119,184 gas * 25gewi * $3500 = $10.43 USD.

Finally, to obtain data for the liquidity map for WETH/USDT for Uniswap V2/V3 plus Curve with the help of an immutable smart contract, we would need to pay a total of $26.58 USD.

Zero-Knowledge Proof Aggregation

To perform all calculations, we’ll use the same data sources, like the WETH/USDT Uniswap V2/V3 pools and the same Curve pool. In total, we need to generate 32 storage proofs, which are as follows:

  • 27 ticks for UniV3,
  • 3 slots for TickBitmap,
  • 1 slot for Curve, and
  • 1 slot for UniV2.

As savvy individuals, we aim to concatenate all storage proofs into one and submit and verify only one. In such a case, we need to use recursion for this process.

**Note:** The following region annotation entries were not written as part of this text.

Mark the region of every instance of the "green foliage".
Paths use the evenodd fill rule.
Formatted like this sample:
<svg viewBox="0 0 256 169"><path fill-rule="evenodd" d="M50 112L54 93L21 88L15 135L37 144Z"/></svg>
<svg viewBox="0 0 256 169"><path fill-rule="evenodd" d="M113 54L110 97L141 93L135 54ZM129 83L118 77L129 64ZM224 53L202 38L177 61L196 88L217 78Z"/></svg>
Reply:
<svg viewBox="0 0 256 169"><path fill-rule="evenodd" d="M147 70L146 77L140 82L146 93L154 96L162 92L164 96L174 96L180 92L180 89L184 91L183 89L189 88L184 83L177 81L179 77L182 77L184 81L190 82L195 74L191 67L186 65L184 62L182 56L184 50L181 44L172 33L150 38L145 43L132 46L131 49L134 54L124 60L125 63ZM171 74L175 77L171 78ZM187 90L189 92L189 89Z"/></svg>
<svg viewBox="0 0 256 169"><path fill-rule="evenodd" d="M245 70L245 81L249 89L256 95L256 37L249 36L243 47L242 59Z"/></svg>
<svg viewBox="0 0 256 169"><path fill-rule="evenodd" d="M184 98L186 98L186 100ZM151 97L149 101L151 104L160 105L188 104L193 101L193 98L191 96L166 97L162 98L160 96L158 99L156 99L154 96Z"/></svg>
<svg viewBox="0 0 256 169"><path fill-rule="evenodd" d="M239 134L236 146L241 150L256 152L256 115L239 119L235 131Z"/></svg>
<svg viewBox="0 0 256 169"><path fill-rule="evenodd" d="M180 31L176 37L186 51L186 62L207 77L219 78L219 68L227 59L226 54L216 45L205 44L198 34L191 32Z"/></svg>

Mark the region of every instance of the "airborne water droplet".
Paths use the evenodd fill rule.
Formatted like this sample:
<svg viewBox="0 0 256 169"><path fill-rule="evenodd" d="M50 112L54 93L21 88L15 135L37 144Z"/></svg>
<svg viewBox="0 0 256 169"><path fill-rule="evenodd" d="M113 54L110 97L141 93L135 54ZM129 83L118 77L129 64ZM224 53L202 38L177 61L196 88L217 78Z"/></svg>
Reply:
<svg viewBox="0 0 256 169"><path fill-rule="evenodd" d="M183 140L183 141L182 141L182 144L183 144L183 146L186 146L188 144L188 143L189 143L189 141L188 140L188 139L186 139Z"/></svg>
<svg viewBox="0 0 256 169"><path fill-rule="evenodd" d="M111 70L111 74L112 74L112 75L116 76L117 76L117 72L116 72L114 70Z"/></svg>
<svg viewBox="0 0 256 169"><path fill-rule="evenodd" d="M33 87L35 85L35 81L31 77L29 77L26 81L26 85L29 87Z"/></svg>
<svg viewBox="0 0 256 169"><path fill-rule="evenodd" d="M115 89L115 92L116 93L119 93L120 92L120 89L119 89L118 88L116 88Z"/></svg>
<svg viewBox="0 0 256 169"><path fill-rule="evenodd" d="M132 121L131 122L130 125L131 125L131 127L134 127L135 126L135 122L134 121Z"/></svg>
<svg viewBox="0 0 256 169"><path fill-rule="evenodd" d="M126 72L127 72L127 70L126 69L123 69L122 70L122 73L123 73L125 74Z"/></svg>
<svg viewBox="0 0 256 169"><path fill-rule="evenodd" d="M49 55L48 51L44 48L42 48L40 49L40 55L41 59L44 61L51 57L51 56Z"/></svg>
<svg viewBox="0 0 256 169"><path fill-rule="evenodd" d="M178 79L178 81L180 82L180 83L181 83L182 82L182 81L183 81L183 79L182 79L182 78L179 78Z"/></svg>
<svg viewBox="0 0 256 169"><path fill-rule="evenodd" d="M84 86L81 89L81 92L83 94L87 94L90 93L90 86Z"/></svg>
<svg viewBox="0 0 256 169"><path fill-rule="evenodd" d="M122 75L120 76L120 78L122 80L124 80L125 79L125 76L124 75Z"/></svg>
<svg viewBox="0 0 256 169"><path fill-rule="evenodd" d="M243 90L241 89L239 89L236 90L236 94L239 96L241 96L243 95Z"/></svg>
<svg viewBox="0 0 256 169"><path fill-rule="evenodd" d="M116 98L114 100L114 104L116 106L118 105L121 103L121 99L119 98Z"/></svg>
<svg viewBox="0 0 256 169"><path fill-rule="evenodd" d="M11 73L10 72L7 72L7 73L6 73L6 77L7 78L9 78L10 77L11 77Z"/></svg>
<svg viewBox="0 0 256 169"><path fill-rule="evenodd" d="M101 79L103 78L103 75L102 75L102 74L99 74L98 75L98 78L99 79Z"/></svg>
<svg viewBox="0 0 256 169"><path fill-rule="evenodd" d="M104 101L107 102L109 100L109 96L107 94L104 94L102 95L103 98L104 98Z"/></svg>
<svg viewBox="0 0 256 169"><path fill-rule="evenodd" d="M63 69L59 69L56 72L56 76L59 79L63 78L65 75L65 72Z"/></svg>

Although it may take more time, this off-chain operation can dramatically reduce costs.

The 32 storage proofs can be split into 5 layers of recursion, with the generation of 1 storage proof taking approximately 2 minutes:

  • Layer 0: 32 proofs = 64 minutes,
  • Layer 1: 16 proofs = 32 minutes,
  • Layer 2: 8 proofs = 16 minutes,
  • Layer 3: 4 proofs = 8 minutes,
  • Layer 4: 2 proofs = 4 minutes,
  • Layer 5: 1 proof = 2 minutes.

Additionally, we can allocate 10 minutes for arithmetic calculations based on tick values.

This leads to a total computation time of 136 minutes. The proof readiness time is estimated to be between 10-20 minutes.

With a server cost of $105/month, which equates to $0.15/hour, the final computation cost comes to $0.4 USD per WETH/USDT UniV2/V3 and Curve.

To get the full vision here, we need to add verification costs, which lie in the range of 300,000 to 500,000 gas for one proof, roughly amounting to $43.75 USD. However, we can concatenate 1000 pools in one proof and split the verification cost to reduce it to $0.04 USD per pool.

So, theoretically, with $50, we can build and verify the liquidity maps for the entire DeFi market.

Protocol it!

Finally, we’ll have a public smart contract with proved liquidity map data for each pool a client wants to request. The direct costs here are:

  • A Relayer that collects and stores raw data.
  • Off-chain proof building.
  • On-chain verification cost.
  • Proved data on-chain storage.

Initially, we can implement a Pay-Per-Request logic, where clients can split the costs before a call. The first clients could be auto-trading bots ,low-risk asset management protocols or risk parameters management products that would like to rely on the DeFi data.

Proof building can be delegated to centralized or decentralized structures, like a Proof Market, where each proof could be rewarded.

Finally, the Relayer should transport the proof and submit it on-chain, with costs covered or compensated by the clients.

In that model, the Protocol will resemble a marketplace where there are clients ready to pay for the data, and workers processing the data. The good news here is that we don’t need any mechanism to track and punish voluntary actors because, by design, any wrong data will not pass the zk-proof verification, ensuring clients’ safety.

We’ll be happy to describe the full protocol in the future, but for the current post, this is enough.

Summary

DeFi can trust in itself!

Trustless, aggregated, proven public Liquidity Maps remove centralized dependencies and can serve as a foundation for the automation of low-risk trading strategies. They enhance risk management and, ultimately, will be cost-effective!